UnitedHealth, the United States' largest health insurance provider, is planning to exit the Obamacare state exchange program by next year, citing major losses expected to top $1 billion for 2015-2016.
When Fox Business Network anchor Stuart Varney asked Dr. Ezekiel Emanuel, one of the chief architects of the Affordable Care Act, how they plan to keep insurers like UnitedHealth in the system, the doctor attempted to downplay the provider's decision.
"We need to put United into context," Emanuel said. "United was very tepid about joining the exchanges early on, did very little, has never really been an active player. Even at its absolute peak, the largest insurer in the country, as you mentioned, had 6 percent of the exchange market."
"Doctor, you're sounding a little defensive," Varney replied. "Obamacare's in trouble with its insurers thinking about leaving. I think you'll acknowledge you've got a problem here, won't you?"
Emanuel then pivoted to the fact that, despite 39 providers exiting the exchange last year, 40 others joined the program. But Varney continued to press him, telling Emanuel, "You need to keep the United healthcares of this world in [the exchange]."
"What do you do? Is it a government subsidy?" he asked.
Though he seemingly dodged directly answering that question, Emanuel offered three improvements that need to be made to the system: enticing more healthy people to join the exchanges, continue to "educate" the public on the cost of the program and add "risk insurance and corridors," which he says are not subsidies.
But the Fox host continued pressing Emaneul nonetheless: "It's not going well, doctor, and you know it." However, Emanuel said Varney's charge that the exchange system is falling apart is "simply wrong."
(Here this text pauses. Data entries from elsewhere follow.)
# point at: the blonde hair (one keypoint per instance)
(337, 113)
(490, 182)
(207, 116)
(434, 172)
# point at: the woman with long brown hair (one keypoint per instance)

Ultimately, the two men just flat-out disagreed.
"You have no idea how many people come to us and say, 'These deductibles, they're killing me. It's not insurance, it's just, I'm paying through the nose,'" Varney lamented.
"You have no idea how many people come to me and complain, '80 percent of the people in these exchanges are getting a subsidy — I'm paying for them.' It goes on, and on, and on. You can't tell me that Obamacare's a wild success."